A prestigious educational scholar said that although he has won applause from public opinion for so many years, he has hardly won any official awards. The current situation is that various major topics and awards are mostly set by the government. Winning these awards means that your academic status is recognized; Failure to get these awards means that you are excluded from the mainstream academic circle. As the scholar said, it is a good thing for the government to reward academics, but taking this as the only evaluation criterion is not conducive to academic autonomy.
Fourth, the professor's personality is dwarfed.

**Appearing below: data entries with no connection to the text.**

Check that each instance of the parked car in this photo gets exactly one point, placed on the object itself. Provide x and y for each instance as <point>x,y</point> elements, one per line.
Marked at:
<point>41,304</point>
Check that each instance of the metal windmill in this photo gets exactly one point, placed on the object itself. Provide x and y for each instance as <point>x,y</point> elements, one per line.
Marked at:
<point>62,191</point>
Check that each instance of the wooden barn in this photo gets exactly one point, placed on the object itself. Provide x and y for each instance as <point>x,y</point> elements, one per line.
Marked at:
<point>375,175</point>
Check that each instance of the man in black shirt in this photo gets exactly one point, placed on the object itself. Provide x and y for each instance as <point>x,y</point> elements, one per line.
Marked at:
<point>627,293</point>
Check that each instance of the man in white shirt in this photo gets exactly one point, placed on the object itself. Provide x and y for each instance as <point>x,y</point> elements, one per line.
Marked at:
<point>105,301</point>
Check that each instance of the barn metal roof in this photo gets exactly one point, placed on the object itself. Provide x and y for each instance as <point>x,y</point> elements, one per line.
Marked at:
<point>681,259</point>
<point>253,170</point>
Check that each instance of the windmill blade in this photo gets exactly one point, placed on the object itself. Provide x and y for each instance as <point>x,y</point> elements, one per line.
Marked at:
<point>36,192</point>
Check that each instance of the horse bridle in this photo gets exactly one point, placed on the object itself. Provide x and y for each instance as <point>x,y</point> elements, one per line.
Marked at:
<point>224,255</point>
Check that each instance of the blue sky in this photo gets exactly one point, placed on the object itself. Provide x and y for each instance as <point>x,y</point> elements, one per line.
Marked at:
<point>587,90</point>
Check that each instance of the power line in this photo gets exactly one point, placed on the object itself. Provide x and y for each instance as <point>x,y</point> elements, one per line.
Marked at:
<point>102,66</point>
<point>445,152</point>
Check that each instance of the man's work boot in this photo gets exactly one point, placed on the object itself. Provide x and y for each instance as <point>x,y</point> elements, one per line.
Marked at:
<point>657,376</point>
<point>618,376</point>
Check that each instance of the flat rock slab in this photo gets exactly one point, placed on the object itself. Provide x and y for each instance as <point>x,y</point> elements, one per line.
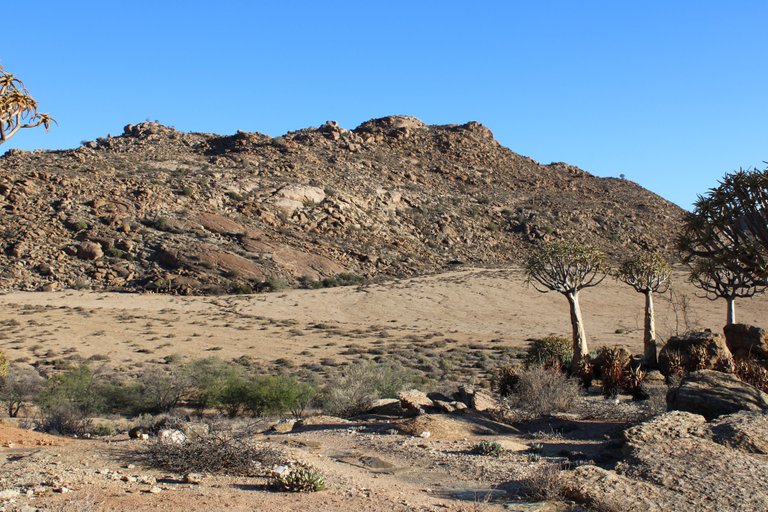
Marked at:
<point>698,474</point>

A scholar who has studied in the United States for many years calls himself a "professor of forms", because in the nearly five years since he returned to China, he spent a considerable part of his energy on filling out forms-the first-class discipline declaration form, the research base declaration form, the key discipline declaration form, the social science fund declaration form, the unit evaluation appointment form and so on. This is also the result of administration, because how many first-level disciplines, how many research bases, how many social science funds are obtained, and how many papers are published are the achievements of school leaders at all levels. It is under such utilitarian pressure that we see the strange status quo of personality dwarfing such as professor plagiarism. It is hard to imagine that a professor who is busy filling out forms, completing tasks or even plagiarizing will become an academic master one day. Without academic masters, where can the so-called world-class universities start?

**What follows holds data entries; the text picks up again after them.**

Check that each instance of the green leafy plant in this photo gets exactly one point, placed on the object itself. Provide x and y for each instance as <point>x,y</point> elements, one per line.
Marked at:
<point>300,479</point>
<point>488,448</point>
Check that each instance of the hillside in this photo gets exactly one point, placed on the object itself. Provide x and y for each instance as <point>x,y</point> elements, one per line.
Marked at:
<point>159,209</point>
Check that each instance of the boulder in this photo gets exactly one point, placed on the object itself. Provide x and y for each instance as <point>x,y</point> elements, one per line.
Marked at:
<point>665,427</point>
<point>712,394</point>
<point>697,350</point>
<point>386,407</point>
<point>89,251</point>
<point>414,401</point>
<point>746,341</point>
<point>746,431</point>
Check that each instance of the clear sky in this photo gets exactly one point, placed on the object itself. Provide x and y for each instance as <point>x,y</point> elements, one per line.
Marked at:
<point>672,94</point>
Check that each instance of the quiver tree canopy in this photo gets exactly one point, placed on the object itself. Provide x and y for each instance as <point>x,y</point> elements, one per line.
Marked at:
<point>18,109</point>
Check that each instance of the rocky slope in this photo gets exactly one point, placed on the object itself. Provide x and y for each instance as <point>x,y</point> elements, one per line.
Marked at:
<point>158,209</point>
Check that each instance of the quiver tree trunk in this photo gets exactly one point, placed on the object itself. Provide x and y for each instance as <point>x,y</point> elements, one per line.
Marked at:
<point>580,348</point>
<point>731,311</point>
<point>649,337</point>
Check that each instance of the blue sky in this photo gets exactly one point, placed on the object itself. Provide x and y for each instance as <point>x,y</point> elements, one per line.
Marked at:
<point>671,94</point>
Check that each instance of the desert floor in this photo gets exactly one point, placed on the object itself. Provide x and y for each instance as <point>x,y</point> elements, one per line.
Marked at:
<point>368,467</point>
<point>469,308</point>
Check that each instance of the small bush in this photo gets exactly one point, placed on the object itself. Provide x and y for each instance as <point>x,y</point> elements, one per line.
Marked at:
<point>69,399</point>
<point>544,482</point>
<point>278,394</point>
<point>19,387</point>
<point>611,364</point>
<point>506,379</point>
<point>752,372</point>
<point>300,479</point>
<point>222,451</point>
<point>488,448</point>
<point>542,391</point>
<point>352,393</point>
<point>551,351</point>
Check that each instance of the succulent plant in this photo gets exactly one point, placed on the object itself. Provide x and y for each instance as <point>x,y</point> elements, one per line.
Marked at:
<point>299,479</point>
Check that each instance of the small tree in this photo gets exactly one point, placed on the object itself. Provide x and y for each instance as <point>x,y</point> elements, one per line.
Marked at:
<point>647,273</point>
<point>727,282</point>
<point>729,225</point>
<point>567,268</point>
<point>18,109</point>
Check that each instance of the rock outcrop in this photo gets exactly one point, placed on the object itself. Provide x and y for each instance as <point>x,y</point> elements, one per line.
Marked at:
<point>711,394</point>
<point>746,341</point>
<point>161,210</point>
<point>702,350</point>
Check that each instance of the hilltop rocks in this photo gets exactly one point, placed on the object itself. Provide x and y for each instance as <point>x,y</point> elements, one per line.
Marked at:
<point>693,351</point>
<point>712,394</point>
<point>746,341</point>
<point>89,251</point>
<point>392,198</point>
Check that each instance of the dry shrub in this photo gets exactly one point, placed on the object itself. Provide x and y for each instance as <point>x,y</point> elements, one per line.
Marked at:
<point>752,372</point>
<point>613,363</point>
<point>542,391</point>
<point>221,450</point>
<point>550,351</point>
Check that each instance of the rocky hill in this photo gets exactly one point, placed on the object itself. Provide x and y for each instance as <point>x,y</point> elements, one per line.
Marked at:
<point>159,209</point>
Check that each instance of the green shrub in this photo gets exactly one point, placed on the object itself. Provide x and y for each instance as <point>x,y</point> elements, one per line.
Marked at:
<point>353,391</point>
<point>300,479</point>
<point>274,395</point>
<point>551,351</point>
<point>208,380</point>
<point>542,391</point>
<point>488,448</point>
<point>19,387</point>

Fifth, students are sophisticated.
It is inconceivable that an official-oriented and utilitarian university can cultivate students who "think independently and express freely" as Premier Wen said. As a professor criticized: "Now society says that students are unjust, smooth and unprincipled, and just want to live comfortably by themselves. This is all taught by the university. Students don't like this when they enter the door, and they have to open a plenary session when they go out. " Undergraduate students learned to bribe teachers for credits, while graduate students were too busy working on projects for their bosses to study. Some student groups have almost become "bureaucratic experimental fields" or "mini vanity fair".
In fact, the Higher Education Law passed by 1998 has clearly stipulated that colleges and universities have seven autonomy in running schools, including making enrollment plans, setting and adjusting disciplines and majors, making teaching plans and conducting scientific research. Only after more than ten years, these autonomy rights have basically not been implemented. University management is not loose, but increasingly strengthened.